In relation to closeness of competition, there is mixed evidence to the question of closeness of competition between the Smirnoff RTDs and the SAB FABs. From a pricing perspective, the Smirnoff RTDs appear, generally, to be priced significantly higher than the SAB FABs brands. On the other hand, the taste profile of the Smirnoff RTDs and SAB’s Brutal Fruit brand appear to be on the same spectrum. The Commission therefore proceeded on the basis that there is some degree of competition between the merging parties’ brands that will likely be lost as a result of the proposed merger.
 
However, the Commission found, on the whole, that the proposed transaction is unlikely to distort competition and have any notable effect on the prices of Diageo and SAB’s FABs post-merger as the parties will still be constrained by other brands. The Commission found that the FABs market has high barriers to entry.  The transaction is unlikely to substantially negatively affect the businesses of Diageo’s input suppliers because the Smirnoff RTD products account for approximately 10% of the market for the manufacture and supply of FABs.
 
The Commission also found that the merger may provide new opportunities for SAB to engage in exclusionary tying and bundling strategies since rivals would be unlikely to be a position to effectively imitate such a strategy given SAB’s dominance in the beer market and the relatively high market share that will accrue to it post-merger.
 
Nevertheless, there are tangible and significant efficiencies associated with the merger that will likely benefit consumers (including the increase in volume of the Smirnoff RTD products and the implementation of a returnable bottle policy) that influence against these concerns. Such increase in volume will benefit the consumers as the Smirnoff RTDs will be widely available and this will present better consumer choices.
 
The proposed returnable bottle policy for larger sized Smirnoff RTDs packs is likely to reduce the production costs of the Smirnoff RTDs, should SAB implement it akin to its own policy.
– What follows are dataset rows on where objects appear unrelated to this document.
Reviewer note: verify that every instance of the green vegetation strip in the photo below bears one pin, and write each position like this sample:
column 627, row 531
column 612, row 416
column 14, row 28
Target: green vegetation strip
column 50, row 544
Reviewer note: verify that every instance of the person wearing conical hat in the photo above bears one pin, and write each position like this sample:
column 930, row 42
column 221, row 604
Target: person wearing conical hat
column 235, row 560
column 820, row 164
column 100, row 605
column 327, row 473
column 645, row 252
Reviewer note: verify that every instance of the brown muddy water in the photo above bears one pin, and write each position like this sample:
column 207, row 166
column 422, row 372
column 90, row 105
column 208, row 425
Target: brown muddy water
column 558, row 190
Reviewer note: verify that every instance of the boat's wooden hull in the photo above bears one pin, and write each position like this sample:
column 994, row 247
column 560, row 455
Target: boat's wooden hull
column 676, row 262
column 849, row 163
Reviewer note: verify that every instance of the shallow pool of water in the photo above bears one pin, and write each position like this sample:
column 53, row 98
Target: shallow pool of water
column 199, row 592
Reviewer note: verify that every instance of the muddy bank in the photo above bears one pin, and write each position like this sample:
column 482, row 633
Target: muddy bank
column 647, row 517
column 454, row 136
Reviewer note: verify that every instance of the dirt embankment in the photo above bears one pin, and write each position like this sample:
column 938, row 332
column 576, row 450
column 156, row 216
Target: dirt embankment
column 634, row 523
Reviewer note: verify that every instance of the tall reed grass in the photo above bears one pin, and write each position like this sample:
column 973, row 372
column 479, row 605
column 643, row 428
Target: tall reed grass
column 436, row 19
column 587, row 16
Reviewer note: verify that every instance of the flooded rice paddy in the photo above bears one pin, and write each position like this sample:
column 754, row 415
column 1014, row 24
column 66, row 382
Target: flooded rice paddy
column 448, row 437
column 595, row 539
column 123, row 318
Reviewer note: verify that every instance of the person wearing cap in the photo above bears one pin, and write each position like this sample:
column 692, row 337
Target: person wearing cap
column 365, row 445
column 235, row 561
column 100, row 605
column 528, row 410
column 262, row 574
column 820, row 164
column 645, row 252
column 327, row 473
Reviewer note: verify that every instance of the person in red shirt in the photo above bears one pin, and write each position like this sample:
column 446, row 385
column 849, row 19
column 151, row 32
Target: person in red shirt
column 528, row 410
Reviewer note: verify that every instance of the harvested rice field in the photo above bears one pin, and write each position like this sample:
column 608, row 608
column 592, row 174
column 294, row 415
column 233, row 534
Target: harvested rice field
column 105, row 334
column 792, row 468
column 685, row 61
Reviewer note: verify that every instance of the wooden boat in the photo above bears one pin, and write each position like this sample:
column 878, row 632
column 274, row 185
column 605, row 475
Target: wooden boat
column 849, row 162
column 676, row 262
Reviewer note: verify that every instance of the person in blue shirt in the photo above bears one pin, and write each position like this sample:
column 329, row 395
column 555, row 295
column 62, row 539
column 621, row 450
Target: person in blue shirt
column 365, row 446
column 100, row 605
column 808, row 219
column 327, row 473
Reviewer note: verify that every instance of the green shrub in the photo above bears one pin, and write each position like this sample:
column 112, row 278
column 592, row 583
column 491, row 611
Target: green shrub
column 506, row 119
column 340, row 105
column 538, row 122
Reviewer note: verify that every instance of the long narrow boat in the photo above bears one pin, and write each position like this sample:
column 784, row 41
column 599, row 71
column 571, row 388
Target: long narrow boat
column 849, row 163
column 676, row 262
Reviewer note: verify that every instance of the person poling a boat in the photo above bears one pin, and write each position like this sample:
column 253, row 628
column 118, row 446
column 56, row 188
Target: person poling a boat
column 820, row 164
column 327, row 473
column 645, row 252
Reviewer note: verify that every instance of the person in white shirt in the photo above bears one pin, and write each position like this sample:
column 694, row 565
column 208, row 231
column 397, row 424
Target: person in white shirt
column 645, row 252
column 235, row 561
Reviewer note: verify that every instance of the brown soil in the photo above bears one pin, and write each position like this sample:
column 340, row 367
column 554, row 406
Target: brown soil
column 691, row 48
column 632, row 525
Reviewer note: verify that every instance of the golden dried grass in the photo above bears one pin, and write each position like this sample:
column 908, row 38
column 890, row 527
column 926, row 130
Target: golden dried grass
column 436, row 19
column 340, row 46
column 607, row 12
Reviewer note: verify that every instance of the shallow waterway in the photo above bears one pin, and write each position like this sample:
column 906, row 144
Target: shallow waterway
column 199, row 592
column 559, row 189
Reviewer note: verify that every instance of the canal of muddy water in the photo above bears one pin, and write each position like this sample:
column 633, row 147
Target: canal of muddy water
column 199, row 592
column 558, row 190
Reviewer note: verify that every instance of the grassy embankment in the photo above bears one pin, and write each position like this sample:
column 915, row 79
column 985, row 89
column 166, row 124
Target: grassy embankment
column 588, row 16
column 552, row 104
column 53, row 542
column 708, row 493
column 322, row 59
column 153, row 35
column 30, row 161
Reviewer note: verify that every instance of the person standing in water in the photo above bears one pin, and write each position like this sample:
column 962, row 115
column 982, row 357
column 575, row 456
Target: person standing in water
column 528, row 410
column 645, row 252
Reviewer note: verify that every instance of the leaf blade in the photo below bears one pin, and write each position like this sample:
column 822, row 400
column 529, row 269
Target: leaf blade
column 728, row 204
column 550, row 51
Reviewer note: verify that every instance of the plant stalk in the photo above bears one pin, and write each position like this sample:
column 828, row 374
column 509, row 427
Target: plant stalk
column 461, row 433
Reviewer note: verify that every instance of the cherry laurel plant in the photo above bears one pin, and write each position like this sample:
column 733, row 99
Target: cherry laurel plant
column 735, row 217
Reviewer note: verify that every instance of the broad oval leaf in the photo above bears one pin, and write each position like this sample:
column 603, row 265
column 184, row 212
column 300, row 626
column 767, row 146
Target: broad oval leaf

Thus, the proposed transaction will ensure that the Smirnoff RTDs impose a better competitive constraint on the dominant Distell FABs brands and as such it is likely to increase competition in the FABs market.
 
To address any potential bundling and tying, the Commission imposed a condition requiring SAB to make a commitment that it will not engage in any bundling or tying strategies of its FABs and beer products in future. The merging parties are also required to make a commitment to ensure that there is no flow of competitively sensitive information as a result of the merger.
 
Further, the merging parties are required to make a commitment that competing third party FABs will obtain access to the 11 000 Diageo fridges acquired by the SAB in line with the conditions imposed in the AB InBev/SABMiller merger. The merging parties are also required to make firm commitments on the localisation and production of the Guinness beer brand in South Africa, including providing the expected timelines of the localisation of the Guinness brand in South Africa.